Concepts

The bug class

When you publish a package, the artifact consumers install is not your source tree — it is the built dist/ (or build/) plus your package.json. Inside that artifact, two kinds of files reference other packages by bare specifier (react, lodash/fp, node:fs):

emitted type declarations (.d.ts) — e.g. export type Props = import('react').ComponentProps<'div'>, or /// <reference types="node" />;
emitted runtime JS — e.g. import x from 'lodash', require('debug'), createRequire(import.meta.url)('./native.node').

On the author’s machine, those specifiers resolve because the dependency happens to be installed — hoisted into a shared node_modules, or present as a transitive dependency, or available as a dev dependency. But a consumer installing only your published package gets only the dependencies your manifest declares. If a reachable import is not declared (or is declared but ships no types, or points at a subpath the dependency does not export), the consumer’s build breaks — with an error that points into your package, not theirs.

The canonical case: an emitted declaration does import('react'), but @types/react was never declared. Your build is fine (you have React installed); your consumer’s tsc fails to resolve the type. dependency-audit catches this class statically, before you publish.

This is not hypothetical: the tool grew out of exactly this problem recurring across Gutenberg’s 100+ published packages, where @types/react / csstype and others resolved at build time (via root hoisting, a devDependency, or a workspace link) but were not declared where consumers could resolve them, and so broke for npm consumers (#74655, #74310, #78882).

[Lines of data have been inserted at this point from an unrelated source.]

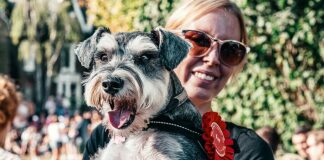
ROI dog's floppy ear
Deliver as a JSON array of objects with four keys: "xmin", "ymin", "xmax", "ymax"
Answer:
[
  {"xmin": 74, "ymin": 27, "xmax": 111, "ymax": 69},
  {"xmin": 152, "ymin": 27, "xmax": 191, "ymax": 70}
]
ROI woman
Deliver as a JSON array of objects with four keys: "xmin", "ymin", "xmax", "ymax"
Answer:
[
  {"xmin": 0, "ymin": 75, "xmax": 21, "ymax": 160},
  {"xmin": 166, "ymin": 0, "xmax": 274, "ymax": 159}
]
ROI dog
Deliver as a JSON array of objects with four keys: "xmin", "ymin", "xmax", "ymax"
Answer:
[{"xmin": 75, "ymin": 27, "xmax": 207, "ymax": 160}]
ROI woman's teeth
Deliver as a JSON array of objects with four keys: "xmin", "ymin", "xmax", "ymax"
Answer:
[{"xmin": 194, "ymin": 72, "xmax": 215, "ymax": 81}]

An isolated install layout (pnpm / npm install-strategy=linked) catches the fully-undeclared cases but not a dependency in the wrong section (a devDependency whose types leak into the published .d.ts). See Why this exists for the full story.

What it checks

For a target package, the tool verifies the invariant:

Every external bare specifier reachable in the released artifact resolves through a dependency the manifest declares.

It checks this independently on two surfaces:

Type surface (.d.ts) — resolved the way a consumer’s TypeScript would, so react correctly falls back to @types/react.
Runtime surface (JS) — resolved the way Node would at run time, honoring exports/main and the call form (import vs require).

A specifier that fails the invariant becomes a finding. A surface that has nothing to check (e.g. a package whose types were never built) becomes a notice, so “clean” is never confused with “nothing audited”.

The two surfaces

Type surface

Entry points are discovered from the manifest, in priority order:

If exports is present, it encapsulates the package: only the type targets selected by the active conditions (types first, then the ESM profile) are entry points. Legacy types/typings and typesVersions are ignored when exports is present (TypeScript does .js→.d.ts extension substitution from the JS target).
If there is no exports but a typesVersions "*" catch-all, its mapped targets are the surface.
Otherwise, every .d.ts in the tarball is deep-importable, so the surface is all of them, plus types/typings/module/main substitution and any typesVersions targets.

From each entry, the tool follows relative imports across .d.ts files (the intra-package graph) and records every external specifier — including import('x') type-only imports, /// <reference types="x" /> directives, and declare module "x" augmentations of real (non-pattern) module names.

Runtime surface

Entry points are discovered from the manifest:

exports runtime targets for both the import and require profiles (a dual package can expose different specifiers under each).
Legacy main and module.
bin scripts — always executable regardless of exports encapsulation, including extensionless files with a #!/usr/bin/env node shebang.

From each entry, the tool follows the relative JS import graph and records every external specifier, tagged by call form (import or require), so each is resolved under the right condition set. It understands static import/export … from, import x = require(...), dynamic import('x') (literal only), require('x'), require.resolve('x'), createRequire(...)('x'), and createRequire(...).resolve('x'). Non-literal/dynamic specifiers are surfaced as unchecked, never silently dropped.

The resolution model

The point of the tool is to resolve against the package’s declared dependencies, never the author’s ambient node_modules. So before resolving, it materializes every declared dependency (production + peer + optional; never dev) at its declared range into one fresh, throwaway tree:

registry ranges are fetched from npm (reusing npm’s cache/auth) and extracted;
monorepo-local deps — file:../sibling, link:../sibling, or workspace:* resolved by name through pnpm-workspace.yaml / package.json#workspaces — are linked to the already-built local sibling (no rebuild, fully static).

Then each specifier is resolved against that tree:

type specifiers go through the bundled typescript (ts.resolveModuleName / ts.resolveTypeReferenceDirective) under NodeNext, so @types/* fallback works exactly as a consumer’s checker would;
runtime specifiers go through the dependency’s own exports/main for the matching call form, with lenient extension/index probing on the legacy (no-exports) fallback (see Resolution model).

Node builtins (node:fs, fs, …) need no declaration at run time; on the type surface they imply @types/node.

See Resolution model for the condition sets, profiles, and local-protocol details, and Security for the guarantees around extraction and execution.